Comment 12 qomo.team 2007-12-30 06:57:46 PST
There seems to be some kind of misunderstanding, take a look at the original test case:

function f()
{
window.eval('test1=1', 'JavaScript');
window.eval('var test2=2', 'JavaScript');
alert(test1);
alert(test2);
}
f();
---------
By declaring either with or without  "var", both of them is available in the
context of function f() (thus two alert dialog with "1" and "2" showed).
---------
alert(test1);
alert(test2);
---------
And then, after function f() ends, the test1 exsist, BUT test2 disappeared!
This is different from what IE's execScript() and Gecko's eval() with syntax "window.eval(script);" does.

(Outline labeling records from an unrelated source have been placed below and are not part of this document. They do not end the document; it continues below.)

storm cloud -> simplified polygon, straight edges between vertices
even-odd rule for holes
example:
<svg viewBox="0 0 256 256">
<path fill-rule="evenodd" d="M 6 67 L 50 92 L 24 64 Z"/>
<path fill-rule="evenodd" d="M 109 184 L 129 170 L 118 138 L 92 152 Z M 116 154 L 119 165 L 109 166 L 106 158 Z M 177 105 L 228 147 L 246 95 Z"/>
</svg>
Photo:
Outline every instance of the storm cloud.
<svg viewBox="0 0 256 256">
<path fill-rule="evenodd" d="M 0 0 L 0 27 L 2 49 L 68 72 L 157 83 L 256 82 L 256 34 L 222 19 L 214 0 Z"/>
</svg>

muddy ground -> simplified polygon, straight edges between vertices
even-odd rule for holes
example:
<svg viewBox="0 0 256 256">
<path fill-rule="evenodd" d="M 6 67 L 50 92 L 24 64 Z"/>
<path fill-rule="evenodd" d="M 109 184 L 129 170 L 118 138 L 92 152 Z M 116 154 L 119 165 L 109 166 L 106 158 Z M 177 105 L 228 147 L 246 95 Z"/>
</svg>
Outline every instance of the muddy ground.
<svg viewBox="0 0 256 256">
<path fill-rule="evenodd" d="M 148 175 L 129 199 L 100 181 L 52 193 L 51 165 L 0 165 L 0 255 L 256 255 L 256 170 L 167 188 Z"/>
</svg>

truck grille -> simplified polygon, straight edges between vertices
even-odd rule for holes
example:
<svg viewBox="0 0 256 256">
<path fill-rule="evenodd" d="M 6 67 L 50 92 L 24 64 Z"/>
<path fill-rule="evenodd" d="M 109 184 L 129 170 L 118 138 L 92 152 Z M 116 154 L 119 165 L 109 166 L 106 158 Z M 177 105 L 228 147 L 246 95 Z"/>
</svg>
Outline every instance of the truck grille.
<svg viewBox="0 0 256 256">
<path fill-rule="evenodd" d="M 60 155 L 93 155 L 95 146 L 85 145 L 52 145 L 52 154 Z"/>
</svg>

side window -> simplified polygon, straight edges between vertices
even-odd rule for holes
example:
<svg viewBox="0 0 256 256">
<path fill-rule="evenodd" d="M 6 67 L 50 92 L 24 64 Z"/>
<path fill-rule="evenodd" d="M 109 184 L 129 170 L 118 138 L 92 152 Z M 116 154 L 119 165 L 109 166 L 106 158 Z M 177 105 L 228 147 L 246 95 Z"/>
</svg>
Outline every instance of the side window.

(the other ways in Gecko such like "window.eval(script, lang);" "eval(script)" has the bug same as what described here, with even worse effects such as leading a crash. But they seems not going to resolve that, referenced as https://bugzilla.mozilla.org/show_bug.cgi?id=352045).

Comment 13 qomo.team 2007-12-30 06:57:58 PST
*** Bug 16677 has been marked as a duplicate of this bug. ***
Comment 14 Cameron Zwarich (cpst) 2008-06-07 02:10:43 PDT
This does not block bug 14868, because the variable lookup optimizations were landed long ago without resolving this.
Comment 15 Gavin Barraclough 2012-09-06 16:46:32 PDT
Test case appears to work in Safari 6.0 - all vars appear to be preserved.  Please reopen with more specific expected results if this still repros for you.